Our client, age 28, had been out with friends in Hollywood for a night of drinking and dinner. As he approached the 101 Freeway on ramp, he accelerated to forty miles per hour in a twenty-five mile per hour zone. A police officer allegedly observed this and stopped our client just prior to the on ramp.
Synopsis: Client, a medical doctor, arrested for DUI with 0.11% BAC, case resolved for exhibition of speed (Vehicle Code § 23109) and 30 AA meetings.
The client was asked to perform certain field sobriety tests, which our client allegedly failed. He also submitted to a preliminary alcohol screening (PAS) test, wherein he provided a breath sample that was measured with a blood alcohol content of 0.11%. He was promptly arrested.
At the police station, he provided a blood sample that was later tested and measured at a blood alcohol content of 0.10%.
The case against our client was filed in the Metropolitan Court with charges of violating Vehicle Code § 23152(a) (driving under the influence of alcohol, no BAC specified) and Vehicle Code § 23152(b) (driving with a BAC of .08% or higher). The client first retained an attorney who was a family friend.

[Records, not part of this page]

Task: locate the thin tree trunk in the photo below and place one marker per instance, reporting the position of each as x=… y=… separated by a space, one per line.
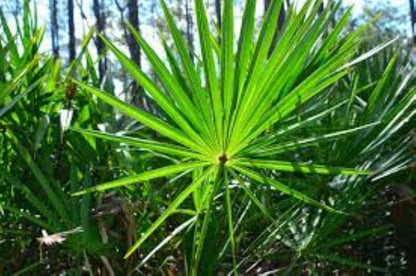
x=413 y=18
x=134 y=49
x=280 y=21
x=71 y=29
x=53 y=9
x=189 y=27
x=133 y=17
x=282 y=14
x=218 y=12
x=102 y=65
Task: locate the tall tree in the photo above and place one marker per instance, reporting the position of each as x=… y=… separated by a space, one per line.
x=100 y=24
x=53 y=10
x=413 y=17
x=134 y=49
x=282 y=14
x=218 y=12
x=71 y=30
x=133 y=17
x=189 y=26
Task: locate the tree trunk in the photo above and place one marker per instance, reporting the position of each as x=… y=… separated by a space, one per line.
x=218 y=12
x=189 y=27
x=133 y=18
x=282 y=14
x=71 y=30
x=413 y=18
x=53 y=9
x=134 y=49
x=100 y=23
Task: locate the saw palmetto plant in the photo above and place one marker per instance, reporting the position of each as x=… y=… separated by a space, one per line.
x=223 y=119
x=272 y=146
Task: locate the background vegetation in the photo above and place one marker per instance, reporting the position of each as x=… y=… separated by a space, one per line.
x=283 y=143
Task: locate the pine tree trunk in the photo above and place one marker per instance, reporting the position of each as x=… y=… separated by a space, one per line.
x=218 y=12
x=53 y=9
x=189 y=27
x=133 y=18
x=134 y=49
x=413 y=18
x=71 y=30
x=100 y=23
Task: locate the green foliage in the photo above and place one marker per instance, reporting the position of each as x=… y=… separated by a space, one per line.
x=267 y=153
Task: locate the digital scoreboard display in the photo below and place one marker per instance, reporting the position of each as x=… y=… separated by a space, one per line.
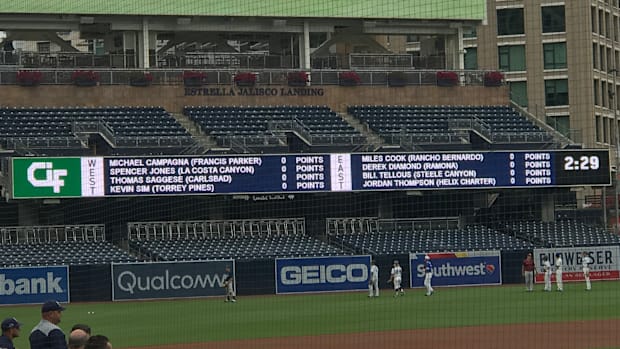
x=232 y=174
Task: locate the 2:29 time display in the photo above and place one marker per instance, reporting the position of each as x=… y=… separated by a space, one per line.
x=583 y=163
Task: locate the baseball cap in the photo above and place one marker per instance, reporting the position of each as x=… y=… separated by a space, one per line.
x=10 y=323
x=51 y=306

The family friend attorney was unable to negotiate even a plea to reckless driving, which caused the client to fire the family friend attorney and retain Greg Hill & Associates. The client had spoken to several friends who told him that his case most likely would resolve as reckless driving, given it was his first DUI and his BAC was fairly low. Moreover, he was a medical doctor and was likely to take this brush with the law more seriously than others.
Greg first spoke with the client and his mother extensively about this case and how the case had been prosecuted so far.
Greg then received and reviewed the police report. He noticed two problems with the prosecutor’s case. First, the PAS test was administered after just eleven minutes of observation of our client, a violation of the PAS manufacture guidelines. While this did not mean the test results were inadmissible, it did mean that the arresting officers were sloppy in their jobs. It also meant that the results could be less reliable and thus less accurate than had the officers followed manufacturer guidelines.
Making matters worse, the police did not secure a blood sample until more than three hours had passed after the client last drove. This meant that the statutory presumption set forth in Vehicle Code § 23152(b) that the client’s BAC was the BAC while driving did not apply. In order for the prosecutor to present proof of our client’s BAC when driving, the prosecution would need an expert witness to reverse extrapolate the blood alcohol level by adding to the measured level by an estimated amount based on the rate of ethanol absorption. To do this, the expert must make numerous assumptions about our client’s health, kidney function, body fat, hematocrit (iron levels), breathing pattern and even liver function.
Greg then wrote a Defense Position Letter to the supervising City Attorney, explaining that such problems meant there was no reliable evidence of our client’s blood alcohol content. The letter included copies of our client’s medical school diploma, college transcripts and letters attesting to our client’s good character.
The supervising City Attorney complained loudly that she received “so many letters like yours seeking special treatment,” but then agreed to amend the complaint to allege an exhibition of speed (Vehicle Code § 23109) if the client agreed to attend 30 AA meetings.
Our client was happy to accept this plea bargain, as it avoided a host of consequences related to his medical license. He said he should have hired Greg Hill & Associates from the start, rather than the family friend attorney.